| https://stackoverflow.com/questions/5518084/memorymappedfile... There's the hard limit of 2GB for most versions of 32-bit Windows and 4GB for any operating system. Couple that with the requirement for a contiguous address space as well as various page table entry (PTE) limits, you get all sorts of "soft" limits way before 2GB. From what I've heard, 256MB is relatively safe to map, but anything much larger than that is increasingly likely to fail. Correctly written code should be able to work with moveable "windows" into the file as small as 32MB to be properly robust, especially if the process memory is already fragmented. Lots of software crashes with large files on 32-bit machines because of this. E.g.: https://www.monetdb.org/pipermail/users-list/2009-January/00... As a more recent example, ripgrep had issues on 32-bit platforms because of a bug in the way the underlying mmap library worked in Rust. Even on 64-bit platforms you can run into trouble. For example: https://jira.mongodb.org/browse/SERVER-15070 In that example, Windows Server 2008 R2 has an 8 TB limit. You could hit that if using a tool like ripgrep to do "forensic analysis" of disk images from a SAN, where virtual disks typically have 16 TB limit. So if you mount a SAN snapshot and open the disk as a file to scan it, you will hit this limit! Programmers make all sorts of invalid assumptions... |
ripgrep has always had a fast traditional buffering strategy using `read` calls for searching, because I knew that mmap couldn't be used in every case.

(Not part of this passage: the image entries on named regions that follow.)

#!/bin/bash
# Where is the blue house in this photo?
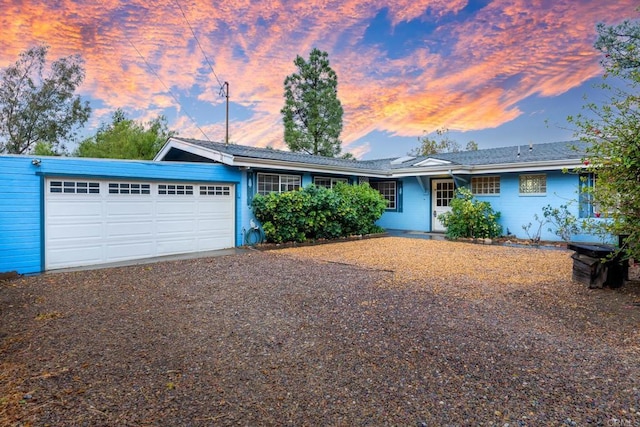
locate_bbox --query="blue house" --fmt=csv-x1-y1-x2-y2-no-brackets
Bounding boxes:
0,137,597,274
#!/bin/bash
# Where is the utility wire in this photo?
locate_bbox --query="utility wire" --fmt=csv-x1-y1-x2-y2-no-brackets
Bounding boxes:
125,36,212,142
175,0,224,91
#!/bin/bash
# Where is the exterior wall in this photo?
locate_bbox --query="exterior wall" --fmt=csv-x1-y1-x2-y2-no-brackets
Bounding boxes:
476,171,597,242
0,156,243,274
376,177,431,231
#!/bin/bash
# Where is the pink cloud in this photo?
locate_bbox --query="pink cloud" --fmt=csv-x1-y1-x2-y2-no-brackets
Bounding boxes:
0,0,637,152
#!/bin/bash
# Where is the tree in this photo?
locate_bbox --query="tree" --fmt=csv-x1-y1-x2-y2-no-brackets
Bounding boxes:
408,128,478,156
0,45,91,154
74,109,175,160
281,48,343,157
568,21,640,259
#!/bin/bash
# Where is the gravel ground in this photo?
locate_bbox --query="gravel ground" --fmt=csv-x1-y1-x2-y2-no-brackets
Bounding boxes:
0,238,640,427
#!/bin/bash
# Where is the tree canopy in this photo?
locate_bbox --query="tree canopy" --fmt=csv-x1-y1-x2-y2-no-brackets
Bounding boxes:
0,45,91,154
569,17,640,259
74,109,175,160
281,48,343,157
408,129,478,156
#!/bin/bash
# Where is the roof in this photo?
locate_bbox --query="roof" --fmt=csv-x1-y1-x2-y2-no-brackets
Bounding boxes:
155,137,586,176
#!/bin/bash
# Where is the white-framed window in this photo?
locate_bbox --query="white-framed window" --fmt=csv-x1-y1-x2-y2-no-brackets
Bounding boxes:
471,176,500,195
369,181,397,210
519,174,547,195
109,182,151,194
313,176,349,188
258,173,302,195
158,184,193,196
578,173,613,218
200,185,231,196
49,181,100,194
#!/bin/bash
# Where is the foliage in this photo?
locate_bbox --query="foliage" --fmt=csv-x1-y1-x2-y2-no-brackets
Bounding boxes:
522,214,547,245
0,45,91,154
74,109,174,160
252,184,386,243
281,48,343,157
438,187,502,239
542,205,580,242
568,21,640,259
408,128,478,156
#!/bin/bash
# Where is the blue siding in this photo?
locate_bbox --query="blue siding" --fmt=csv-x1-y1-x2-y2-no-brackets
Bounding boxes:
0,156,244,274
377,177,431,231
476,171,596,241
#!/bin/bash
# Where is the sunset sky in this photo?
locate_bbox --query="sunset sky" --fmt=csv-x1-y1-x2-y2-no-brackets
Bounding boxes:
0,0,639,159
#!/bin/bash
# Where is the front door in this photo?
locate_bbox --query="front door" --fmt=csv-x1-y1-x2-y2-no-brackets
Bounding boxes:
431,179,455,232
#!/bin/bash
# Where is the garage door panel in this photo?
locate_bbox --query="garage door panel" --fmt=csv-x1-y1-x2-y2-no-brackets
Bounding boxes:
47,244,104,269
157,237,197,255
45,179,235,269
47,222,102,242
106,200,153,218
105,241,154,262
47,198,102,219
105,221,154,240
156,199,196,217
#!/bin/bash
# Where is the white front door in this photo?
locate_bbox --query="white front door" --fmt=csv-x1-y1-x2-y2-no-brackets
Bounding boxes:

Anyway, this has been fixed for a couple years at this point, so if you're still experiencing a problem, then please file a new bug report.
> As a more recent example, ripgrep had issues on 32-bit platforms because of a bug in the way the underlying mmap library worked in Rust.
This is false. The bug you're thinking about is probably https://github.com/BurntSushi/ripgrep/issues/922, which was not caused by an underlying bug in memmap. memmap did have an underlying bug with respect to file offsets, but ripgrep did not use the file offset API. The bug was caused in ripgrep itself, since I made the classic mistake of trying to predict whether an mmap call would fail instead of just trying mmap itself. That bug was fixed on master before the Windows bug was even reported: https://github.com/BurntSushi/ripgrep/commit/93943793c314e05...
> You'd only try that if you haven't read the documentation for mmap, just like a bunch of Rust programmers did.
This isn't exclusive to Rust programmers. C tools make the same mistake all the time. Because memory maps aren't just problematic with large files on 32-bit systems, but they also don't work with virtual files on Linux. Try, for example, `ag MHz /proc/cpuinfo` and see what you get. Crazy how, you know, sometimes humans make mistakes even if they are a C programmer!
And the implication that I (or the author of memmap) never read the docs for `mmap` is just absurd.
If you're going to be snooty about stuff like this, then at least get the story correct. Or better yet, don't be snooty at all.